Fast forward to Tuesday’s appointment. My old boss at a state audit job asked if I would be interested in a supervisor job. I said yes and applied last month. I got called last week and asked to come in for an interview which I did, and I think it did well.

The job has incredibly flexible hours. After my training as supervisor (this is my first fully titled “supervisor” job, but I have ran audits with up to 8 auditors under me so it actually isn’t new) it sounds like I can telework 3 days a week (60%) and more if needed. The hours are what I want them to be daily (of course this has to be reasonable), and I can take off whatever time I need for medical.

It was a very friendly interview with her and two others.
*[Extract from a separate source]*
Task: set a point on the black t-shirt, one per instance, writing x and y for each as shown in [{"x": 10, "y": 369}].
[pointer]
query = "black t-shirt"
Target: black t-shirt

So much so that I was upfront about my status. I explained that I now present as male, but that is changing and I am transitioning. There wasn’t even a hesitation, they said they want me and they would protect me. The state is incredibly protective over LGBTQIA so I don’t doubt it.

They said they have to talk about it, and talk with HR to see if they can get close to my salary I had before (they won’t be able to come close at all, probably 65% of it). I reassured them I know the state pays a lot less, but I want to work at a place I feel does a good job for the citizens, for its employees and that will protect me.

I am hopefully going to hear an offer today, but I am quite aware that bringing up my transition status may torpedo the job offer in the end. I figure I would rather not get the job then work for people who have a problem with it. I am already at a job I can hover at for a long time that pays better but treats people like they work at McDonald’s. I can make that work until I start getting surgery if I need to.